Yeah it surprised me when mann lake said shipping weight was 300 pds. , did you mount yours on plywood , I like the idea of castors for moving it around but am skeptical that it will work when extracting .


----------



## squarepeg (Jul 9, 2010)

mine came crated up pretty good and was on a small pallet. with the crate and pallet it could very well push 300. i sunk lag bolt anchors into my concrete floor and bolt it down. it's not always possible to get it perfectly balanced and i would predict it would want to walk if on casters. mounting on plywood is an option, but i like to take it outside to clean and it's easier just to bolt to the floor.


----------



## snl (Nov 20, 2009)

squarepeg said:


> I sunk lag bolt anchors into my concrete floor and bolt it down. it's not always possible to get it perfectly balanced and i would predict it would want to walk if on casters.

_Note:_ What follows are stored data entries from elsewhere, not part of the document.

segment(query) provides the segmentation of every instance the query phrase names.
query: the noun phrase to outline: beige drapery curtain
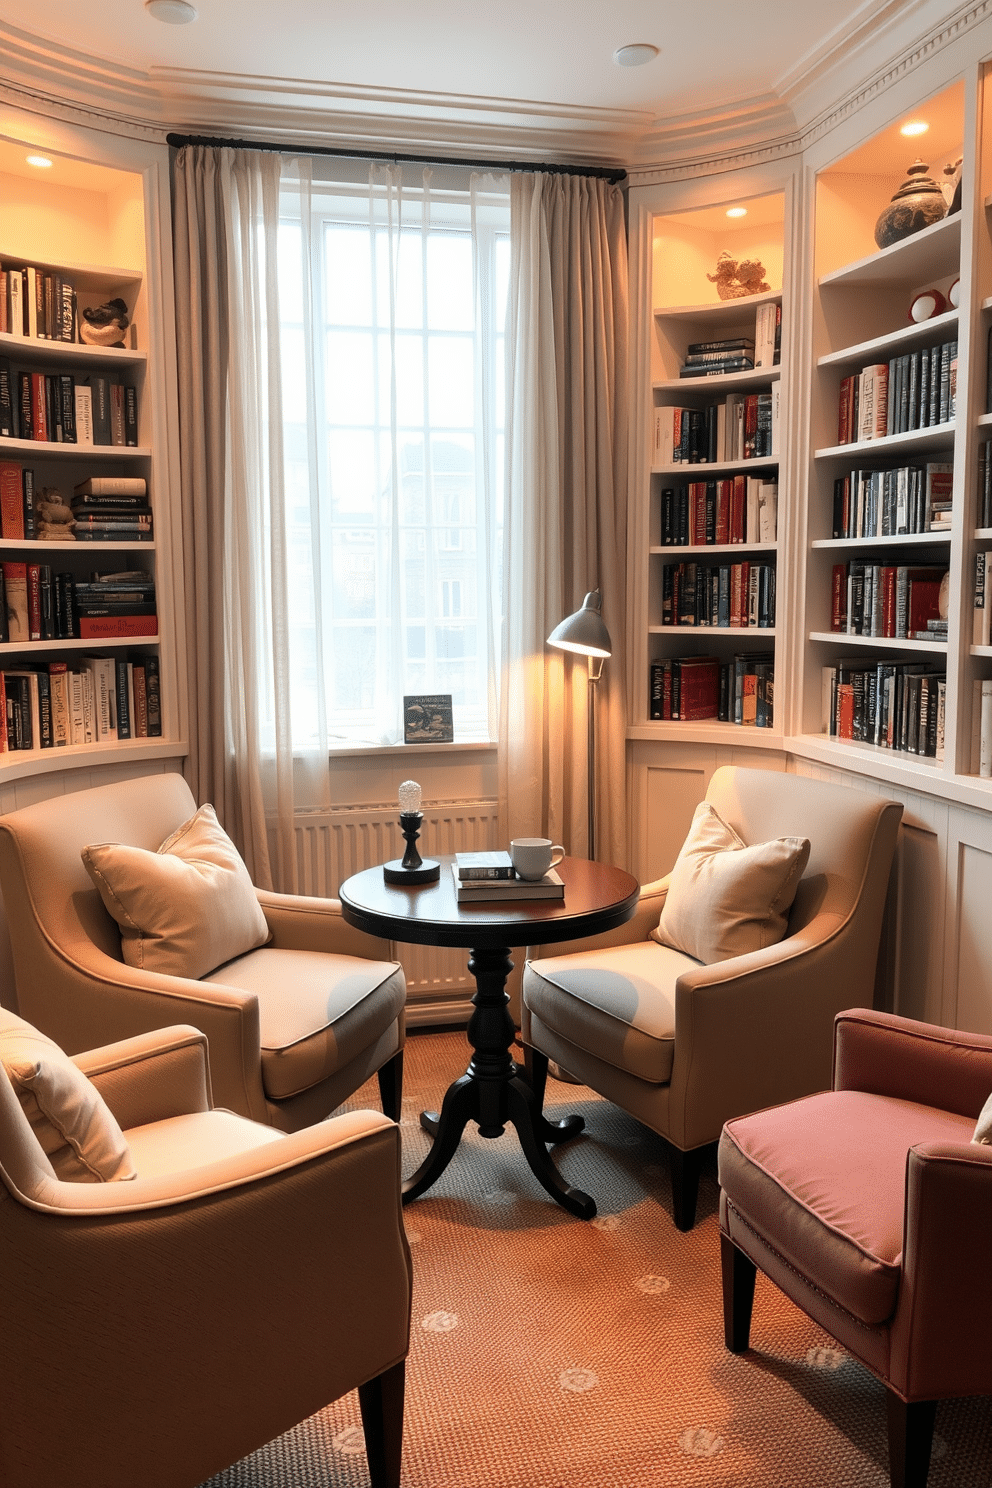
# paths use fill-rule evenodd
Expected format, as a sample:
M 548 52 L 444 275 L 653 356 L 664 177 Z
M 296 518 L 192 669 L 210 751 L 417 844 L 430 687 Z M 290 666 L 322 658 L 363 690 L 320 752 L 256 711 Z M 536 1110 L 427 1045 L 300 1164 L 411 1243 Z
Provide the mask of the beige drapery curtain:
M 191 722 L 185 773 L 196 799 L 214 804 L 263 888 L 276 874 L 251 679 L 266 671 L 278 698 L 289 670 L 285 627 L 272 626 L 273 615 L 285 614 L 287 588 L 279 536 L 280 169 L 277 155 L 186 146 L 175 162 L 173 204 Z M 258 542 L 270 524 L 273 541 Z M 277 707 L 274 791 L 291 818 L 288 727 Z M 277 840 L 276 873 L 289 886 L 291 834 Z
M 627 250 L 623 197 L 580 176 L 511 179 L 502 835 L 585 856 L 586 663 L 546 645 L 599 588 L 596 856 L 626 866 Z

Did the same with my ML. I slip the casters on it when I'm ready to clean and store...... Just takes a minute or two with wing nuts on the casters.....


----------



## grozzie2 (Jun 3, 2011)

laketrout said:


> Grozzie looks really good , how are you moving it around , they say shipping weight is 300LBS. they don't list the actual weight , sounds heavy to me . Some have reported putting it on castors which would make it easy to move and also they have claimed it will stay in one place .


I've never weighed it, but nowhere near 300lbs. Ours was bolted to a very thin ply base in the shipping box, and we just left it on that. To move, just slide the ply, it moves fine. For cleaning we drag it outside, then drag it back and into a corner in the garage by pulling on the ply. I'm not so sure about having it on casters, pretty much every load is at least slightly out of balance when you start it up, hence the low speed start. I just crank it up till it's threatening to start walking which is usually about 25% speed. We let it spin till it's smoothed out, then crank up more. We thought about bolting to the floor, or a heavier palette, but both options would make cleaning much more difficult, and this setup works.


----------



## Ian G (Jul 29, 2014)

Just ordered mine yesterday and it was indeed $142 off. Can't wait to try it out!


----------



## mathesonequip (Jul 9, 2012)

if you run 110 volts [nominal 120] thru a bridge rectifier you get [ nominal] 90 volts dc . there is no voltage reduction except resistance. there are a number of ways to drop ac voltage. the only good way to drop dc voltage is to convert it to heat in a rheostat, so almost always the voltage is dropped before converting it to dc. in a variable dc motor control set up.


----------